Private lenders have been busy the last few years, and among their best customers are self-employed borrowers.
“As COO of one of the country’s top private lending brokerages, I see a lot of self-employed borrowers in the same set of circumstances,” said Matrix Mortgage Global’s Laura Martin. “Any savvy business owner/operator will want to write off as much of their businesses expenses as possible, thereby presenting a less-than-representative annual income on their T1 General tax returns. A contractor, for example, might bring in $200,000 in revenues but expense $150,000 of it between the cost of building materials, sub-contractors, truck payments, etc. They would put $50,000 down on their line 150 of the T1 General and save quite a bit of tax by doing so.”
However, only declaring $50,000 of income puts them at a decided disadvantage when qualifying for a mortgage.
“Thus significantly decreasing their borrowing and purchasing capacity,” continued Martin. “The B-20 stress test has made it such that Schedule A banks and trust companies have had to turn away 20% more borrowers because they don’t fit the guidelines.”
Ergo, private lenders have watched their market share billow from 3% in 2015 ago to 12% last year. While borrowers with bruised credit comprise a substantial portion of private lenders’ clientele, non-traditional income earners like the self-employed feature prominently, too.
“[Private lenders] are much more willing to view borrowers eligibility from a big picture perspective, in terms of actual affordability, and do not have set cut-off guidelines for income and credit,” said Martin. “Private lenders and MICs [mortgage investment corporations] prioritize the asset above all else, like credit and income.”
According to Statistics Canada, anywhere from 15-20% of Canadians are self-employed, but Martin reckons the actual number is higher.
“If you include those who have a side hustle, such as the ever popular and growing ride sharing and food delivery service companies, you’re looking at something closer to 35%.”
Matrix funded over 400 private mortgages last year, at least half of which were for self-employed borrowers. While rates are higher and as much as 3% in fees are paid, there is some equilibrium.
“In the end, it tends to balance out if one considers the income taxes they saved,” she said.
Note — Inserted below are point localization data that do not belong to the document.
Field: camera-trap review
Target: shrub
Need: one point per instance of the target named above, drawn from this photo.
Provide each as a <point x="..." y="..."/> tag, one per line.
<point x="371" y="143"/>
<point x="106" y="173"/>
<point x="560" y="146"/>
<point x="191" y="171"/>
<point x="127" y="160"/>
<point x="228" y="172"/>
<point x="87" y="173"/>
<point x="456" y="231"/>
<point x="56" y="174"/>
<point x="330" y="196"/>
Private lenders are preponderantly stopgap measures for borrowers, even the self-employed, and private lender Wasah Malik of King Lending Capital says that he redirects clients to B lenders within 12 months.
“Most of my deals are exited after one year, but we guide them through the whole process and eventually send them to B lenders because they don’t have to declare a line 150—they just have to provide six to 12 months of bank statements to show business cash flow,” said Malik, adding that 80% of his clients are self-employed.
“On the B side, they can still get qualified based on the cash flow of their business.”